Does the convenience of an instantly accessed global auction house, with immediate delivery, actually deprive an MMO of an area which could flourish as an independent eco-system? You can read the whole entry here.
It is a fascinating subject and one that, for me, hints at one of the core challenges that future virtual world designs will have to balance. Imagine for example how much poorer a game EVE online would be if you could buy everything for anywhere? It's a great example of where we as designers, will need to balance the current generation of players demands for convenience, against what might just actually make a more compelling game experience. I've mentioned many times here on the blog that I dislike the terms 'themepark' and 'sandbox' as they do a disservice to many game-design elements that I do believe will live alongside each other in future generations of virtual worlds, and tend to suggest certain things are mutually exclusive when they are not.

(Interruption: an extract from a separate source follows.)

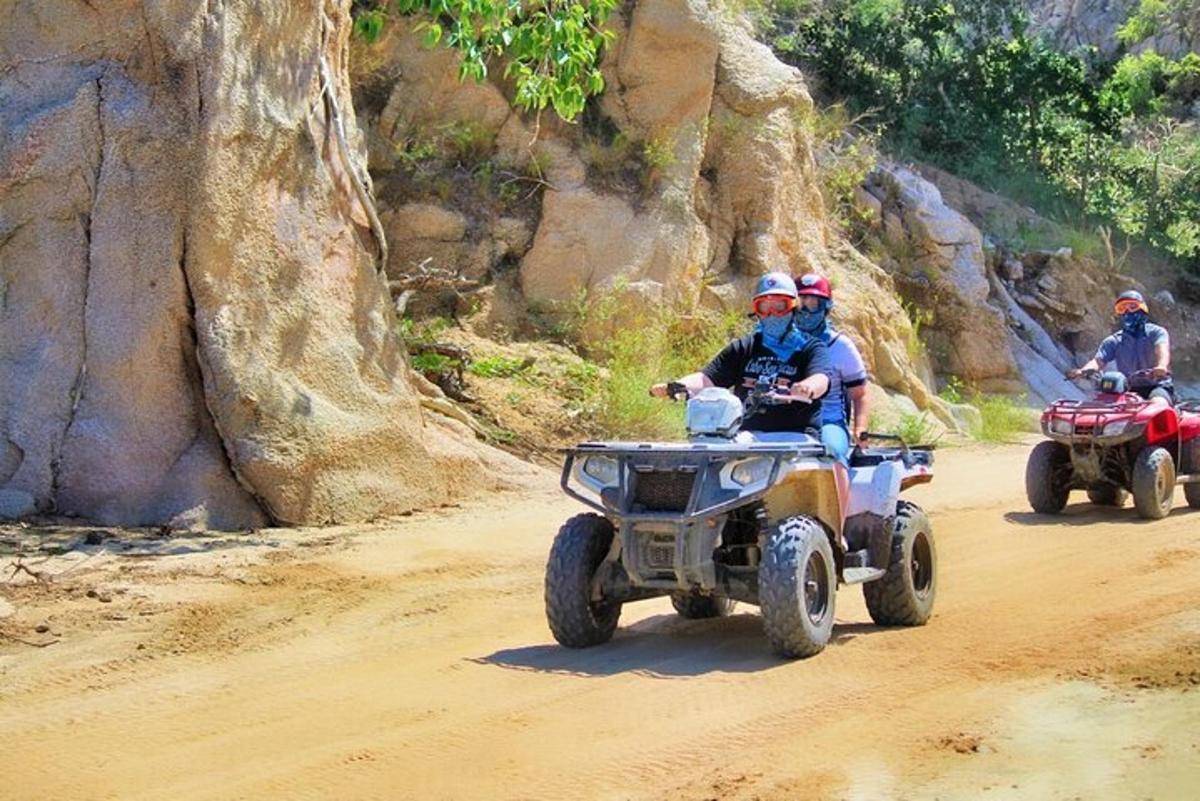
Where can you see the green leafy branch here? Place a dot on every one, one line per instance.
(550, 48)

I firmly believe that is possible to balance both convenience and depth with a little lateral thinking. EVE for example, at least in my experience, has a more refined implementation of trading, and a much deeper one, than that seen in Galaxies (albeit it without visual customization of a 'store', but that is more due to the inherently different settings than any difference in principles.) ... and I am sure that most can agree that there is room for more accessibility in such a model than we see in EVE. I am almost certain it is something that you will see future virtual worlds tackle.
That makes subjects like this well worth reading up on and reflecting upon, in particular if you have an interest in where we might take these virtual worlds next. Many veterans players, and their ranks grow with each passing year, are almost desperately awaiting the next innovation, or change in approach, in the genre, and topics like this are one of the design battlefields that will have to be traversed to get there!